Zur Flüchtlingsanerkennung gem. § 60 Abs. 1 AufenthG wegen nichtstaatlicher Verfolgung; Orientierung an effektivem Schutz, nicht an der Zurechnung völkerrechtlichen Unrechts; jedenfalls dann kein staatlicher Schutz vor nichtstaatlicher Verfolgung, wenn reale Möglichkeit der Verfolgung besteht; Flüchtlingsanerkennung für Angehörige von Minderheiten aus dem Kosovo.

 

Schlagwörter: Serbien und Montenegro, Kosovo, Roma, Ägypter, Folgeantrag, Gesetzesänderung, Zuwanderungsgesetz, Änderung der Rechtslage, Gebietsgewalt, UNMIK, KFOR-Truppen, Verfolgung durch Dritte, Mittelbare Verfolgung, Zurechenbarkeit, Schutzbereitschaft, Schutzfähigkeit, Nichtstaatliche Verfolgung, Märzunruhen, Interne Fluchtalternative, Existenzminimum
Normen: AsylVfG § 71 Abs. 1; VwVfG § 51; AufenthG § 60 Abs. 1; AufenthG § 60 Abs. 1 S. 4 Bst. c); GG Art. 16a
Auszüge:

Zur Flüchtlingsanerkennung gem. § 60 Abs. 1 AufenthG wegen nichtstaatlicher Verfolgung; Orientierung an effektivem Schutz, nicht an der Zurechnung völkerrechtlichen Unrechts; jedenfalls dann kein staatlicher Schutz vor nichtstaatlicher Verfolgung, wenn reale Möglichkeit der Verfolgung besteht; Flüchtlingsanerkennung für Angehörige von Minderheiten aus dem Kosovo.

(Leitsatz der Redaktion)

 

Die Klage ist aber im maßgeblichen Zeitpunkt der mündlichen Verhandlung insoweit begründet, als die Klägerin ein Wiederaufgreifen des Verfahrens im Hinblick auf die Feststellung eines Abschiebungshindernisses nach § 60 Abs. 1 AufenthG begehrt, denn insoweit hat sich die Rechtslage i.S.d. § 51 Abs. 1 Nr. 1 VwVfG durch das Inkrafttreten des Zuwanderungsgesetzes zum 01.01.2005 nachträglich zu ihren Gunsten geändert. Der Klägerin steht ein solcher Anspruch auch in der Sache zu.

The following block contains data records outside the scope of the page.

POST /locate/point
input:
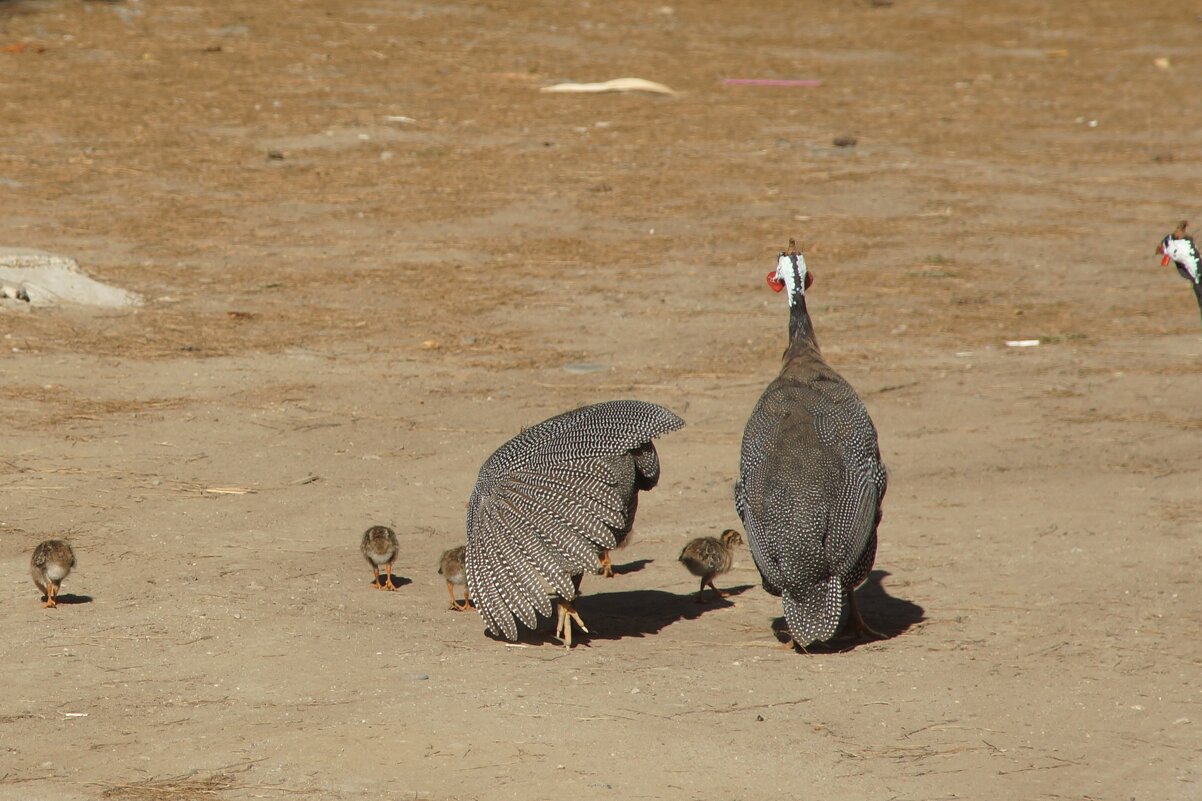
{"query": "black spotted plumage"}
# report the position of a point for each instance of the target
(810, 482)
(549, 499)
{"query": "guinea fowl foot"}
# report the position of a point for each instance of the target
(606, 565)
(856, 626)
(564, 618)
(454, 603)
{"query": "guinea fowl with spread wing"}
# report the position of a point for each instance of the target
(548, 500)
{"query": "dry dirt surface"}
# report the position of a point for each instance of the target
(372, 250)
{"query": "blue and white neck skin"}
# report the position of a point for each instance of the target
(792, 273)
(1182, 250)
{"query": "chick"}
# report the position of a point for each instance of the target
(708, 557)
(49, 565)
(379, 547)
(451, 568)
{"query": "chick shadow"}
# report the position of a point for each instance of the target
(397, 581)
(887, 615)
(67, 599)
(631, 567)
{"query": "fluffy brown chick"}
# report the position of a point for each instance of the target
(708, 557)
(49, 565)
(451, 568)
(379, 549)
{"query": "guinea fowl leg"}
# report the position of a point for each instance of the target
(454, 604)
(387, 583)
(564, 617)
(856, 624)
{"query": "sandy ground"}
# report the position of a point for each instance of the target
(372, 250)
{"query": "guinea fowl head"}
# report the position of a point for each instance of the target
(1179, 248)
(792, 274)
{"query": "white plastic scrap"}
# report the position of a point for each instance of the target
(617, 84)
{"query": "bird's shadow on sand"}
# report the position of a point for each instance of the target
(67, 599)
(887, 615)
(631, 567)
(630, 613)
(398, 581)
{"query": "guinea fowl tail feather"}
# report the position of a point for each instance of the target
(815, 613)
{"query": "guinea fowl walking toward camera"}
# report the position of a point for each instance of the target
(548, 500)
(810, 480)
(1178, 248)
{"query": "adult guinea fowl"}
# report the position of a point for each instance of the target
(548, 500)
(1178, 248)
(810, 480)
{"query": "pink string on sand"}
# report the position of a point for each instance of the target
(772, 82)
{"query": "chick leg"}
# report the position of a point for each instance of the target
(564, 618)
(387, 583)
(454, 604)
(856, 623)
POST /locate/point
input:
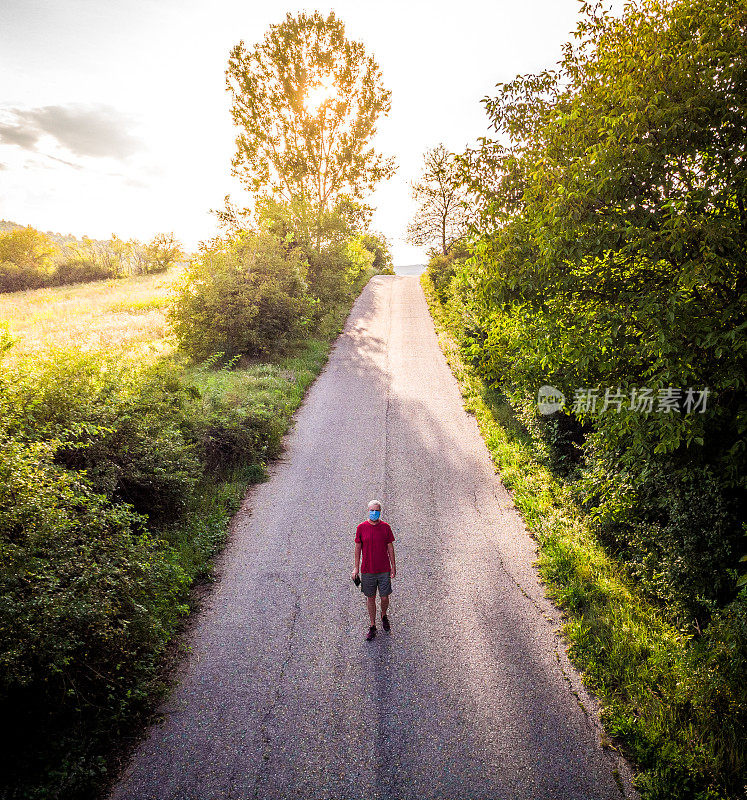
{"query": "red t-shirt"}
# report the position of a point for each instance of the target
(374, 539)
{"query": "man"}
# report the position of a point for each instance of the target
(373, 539)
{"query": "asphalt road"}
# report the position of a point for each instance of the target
(470, 695)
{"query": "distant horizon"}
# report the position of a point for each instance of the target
(143, 146)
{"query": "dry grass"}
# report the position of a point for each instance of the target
(127, 313)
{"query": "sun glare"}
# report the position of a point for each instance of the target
(318, 94)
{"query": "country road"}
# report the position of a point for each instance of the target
(470, 696)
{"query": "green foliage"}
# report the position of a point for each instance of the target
(675, 699)
(612, 256)
(306, 101)
(243, 295)
(443, 218)
(29, 259)
(162, 252)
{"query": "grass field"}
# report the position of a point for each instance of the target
(126, 319)
(125, 313)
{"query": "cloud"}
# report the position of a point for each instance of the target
(93, 129)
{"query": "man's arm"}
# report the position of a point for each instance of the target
(357, 558)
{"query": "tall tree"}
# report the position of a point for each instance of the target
(443, 217)
(306, 100)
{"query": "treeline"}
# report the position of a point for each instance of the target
(31, 259)
(607, 261)
(117, 478)
(116, 481)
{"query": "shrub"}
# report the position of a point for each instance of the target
(243, 295)
(125, 427)
(162, 252)
(87, 600)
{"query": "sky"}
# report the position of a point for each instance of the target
(115, 119)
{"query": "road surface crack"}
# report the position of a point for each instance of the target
(277, 693)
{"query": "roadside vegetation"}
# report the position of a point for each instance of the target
(606, 260)
(135, 413)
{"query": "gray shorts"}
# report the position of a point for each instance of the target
(370, 580)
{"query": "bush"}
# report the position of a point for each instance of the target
(78, 270)
(87, 600)
(243, 295)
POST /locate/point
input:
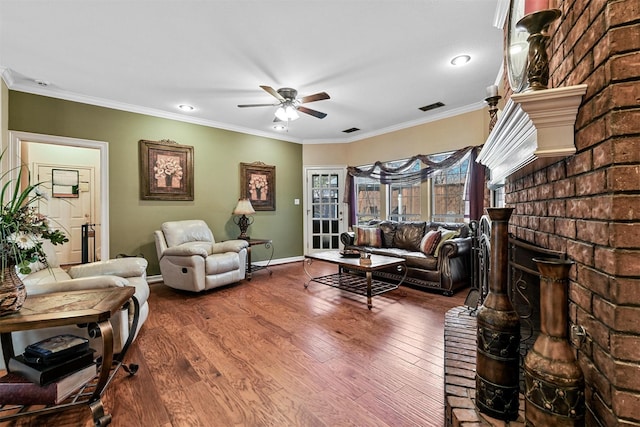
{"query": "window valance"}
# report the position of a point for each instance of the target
(381, 171)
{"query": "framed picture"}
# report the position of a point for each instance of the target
(166, 170)
(65, 183)
(258, 184)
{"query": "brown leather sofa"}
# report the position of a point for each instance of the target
(446, 269)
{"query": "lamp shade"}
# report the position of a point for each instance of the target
(244, 208)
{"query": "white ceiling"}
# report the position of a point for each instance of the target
(378, 60)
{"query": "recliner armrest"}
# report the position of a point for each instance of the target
(230, 246)
(186, 251)
(123, 267)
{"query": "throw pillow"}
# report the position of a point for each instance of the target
(444, 236)
(367, 236)
(429, 242)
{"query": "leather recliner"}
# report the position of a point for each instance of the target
(191, 260)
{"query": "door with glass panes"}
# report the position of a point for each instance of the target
(325, 218)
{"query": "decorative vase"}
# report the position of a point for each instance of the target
(12, 291)
(554, 381)
(498, 335)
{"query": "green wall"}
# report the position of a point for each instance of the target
(217, 156)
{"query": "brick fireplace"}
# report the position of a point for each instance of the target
(588, 205)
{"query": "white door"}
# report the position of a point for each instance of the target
(325, 215)
(69, 213)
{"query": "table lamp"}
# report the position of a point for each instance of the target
(243, 208)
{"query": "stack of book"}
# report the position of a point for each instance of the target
(48, 371)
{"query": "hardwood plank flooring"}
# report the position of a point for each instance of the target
(268, 352)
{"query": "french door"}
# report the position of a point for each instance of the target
(325, 216)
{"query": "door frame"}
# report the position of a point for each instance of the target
(13, 151)
(307, 200)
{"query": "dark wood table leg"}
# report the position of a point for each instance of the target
(369, 279)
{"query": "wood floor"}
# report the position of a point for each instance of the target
(268, 352)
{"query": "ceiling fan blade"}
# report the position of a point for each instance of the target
(256, 105)
(313, 113)
(273, 93)
(315, 97)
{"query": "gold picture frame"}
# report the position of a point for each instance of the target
(258, 184)
(166, 170)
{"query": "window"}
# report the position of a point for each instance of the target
(368, 200)
(404, 198)
(447, 189)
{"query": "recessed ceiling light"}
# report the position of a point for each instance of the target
(460, 60)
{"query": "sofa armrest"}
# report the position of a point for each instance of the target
(347, 238)
(229, 246)
(122, 267)
(460, 246)
(83, 283)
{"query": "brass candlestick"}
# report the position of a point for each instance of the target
(537, 25)
(493, 110)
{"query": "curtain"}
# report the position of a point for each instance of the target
(474, 188)
(398, 174)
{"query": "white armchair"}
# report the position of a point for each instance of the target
(191, 260)
(115, 272)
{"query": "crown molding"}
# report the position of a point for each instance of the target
(16, 85)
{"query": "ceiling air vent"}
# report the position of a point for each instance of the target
(350, 130)
(431, 106)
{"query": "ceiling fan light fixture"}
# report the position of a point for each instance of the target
(287, 113)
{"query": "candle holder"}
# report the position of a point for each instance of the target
(537, 25)
(493, 110)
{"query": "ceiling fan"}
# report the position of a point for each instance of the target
(289, 105)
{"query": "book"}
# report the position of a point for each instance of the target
(18, 390)
(45, 374)
(55, 349)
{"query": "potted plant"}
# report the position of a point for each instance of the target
(22, 231)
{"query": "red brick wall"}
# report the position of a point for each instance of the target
(589, 204)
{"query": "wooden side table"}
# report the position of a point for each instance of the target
(92, 308)
(268, 244)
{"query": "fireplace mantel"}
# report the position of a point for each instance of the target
(533, 125)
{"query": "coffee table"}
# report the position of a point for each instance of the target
(350, 281)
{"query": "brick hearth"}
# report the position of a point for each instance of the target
(460, 371)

Grundlage der gerichtlichen Prüfung ist dabei das Asylverfahrensgesetz i.d.F. der Änderungen durch Art. 3 ZuwanderungsG und das gem. Art. 1 ZuwanderungsG an die Stelle des Ausländergesetzes getretene Aufenthaltsgesetz. Übergangsvorschriften für das verwaltungsgerichtliche Verfahren enthält das Zuwanderungsgesetz nicht, so dass dieses mit Inkrafttreten in diesen Verfahren zu beachten ist.

Auf der Grundlage dieser Rechtsänderung ergibt sich, dass die Klägerin gegen die Beklagte einen Anspruch auf eine Feststellung gemäß § 60 Abs. 1 AufenthaltsG hinsichtlich Serbien und Montenegro hat.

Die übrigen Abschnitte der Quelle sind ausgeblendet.